It turns out that you have a person like Jim Anderson who you can count on to help you find the perfect roommate—your landlord.
Say what? As I mentioned last week, in almost every written lease there is a prohibition against subletting without the landlord’s (usually written) consent. I also mentioned that adding or replacing a roommate is subletting.
Why do you need the landlord’s consent? Because it says so in the lease and you will be in breach of the lease if you don’t get his consent. In every jurisdiction in the United States including San Francisco, breach of the lease is grounds for the landlord to evict you.“Who cares?” you say, “As the master tenant, I’m still responsible for paying the entire rent.”
Gone are the days when you could simply replace your roommate and eventually introduce her to the landlord. In rent controlled jurisdictions, especially, landlords want every opportunity to raise the rent. In the old days before wild investor speculation and runaway rent inflation, landlords were more relaxed. Some of them would even allow tenants who were not on the lease originally (subsequent occupants) to take over an old lease at the same rent. That just doesn’t happen anymore. In fact, I see many instances where greedy new buyer landlords successfully increase the rent to market rate on tenants who took over old leases with old landlords’ consent. The greedy new buyer can be successful because the arrangement was informal and not in writing.

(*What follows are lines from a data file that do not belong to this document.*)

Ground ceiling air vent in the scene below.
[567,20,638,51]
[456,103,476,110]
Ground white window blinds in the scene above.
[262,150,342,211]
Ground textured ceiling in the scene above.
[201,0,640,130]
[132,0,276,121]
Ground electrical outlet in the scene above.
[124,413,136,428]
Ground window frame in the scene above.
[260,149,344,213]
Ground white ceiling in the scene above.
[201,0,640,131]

“Wait a minute,” you say, “I may have had an oral agreement to take over the lease, but I paid the landlord directly. In fact I wrote checks to the new landlord too.” That might be a defense to a market rate increase, but it might not. There is a really shitty California law called the “Costa-Hawkins Rental Housing Act” which provides that a landlord’s acceptance of rent does not waive enforcement of a covenant prohibiting sublease unless the landlord received written notice of the sublease from the original tenant before accepting the rent. Civil Code §1954.53(d)(4). It’s tricky.
So how do you get the landlord’s written consent to add a roommate? In San Francisco you have to become very familiar with San Francisco Rent Board Rules and Regulations §6.15A and §6.15B. Then look at the assignment and subletting clause of your lease. Read the rules carefully because these are only general suggestions.
• If your lease prohibits any subletting use §6.15A.
• If your lease requires the landlord’s written consent to sublet use §6.15B.
• If you have an oral agreement to rent you’re probably off the hook.
• Note that in either scenario you must not let a roommate move in before you go through the process.
• You must replace roommates and a one-for-one basis.
• You must inform the landlord in writing that you are seeking a new roommate and you must ask him if he has a standard application for the prospective roommate to submit.
• You must allow the landlord time to review the application to approve or disapprove the new roommate.
Whether an approval is unreasonable or not could be a matter for the Rent Board to decide. But notice, your decision about who you invite to live with you is co-opted by the landlord and the law. Big daddy is looking over your shoulder, but it’s really for your own good, really.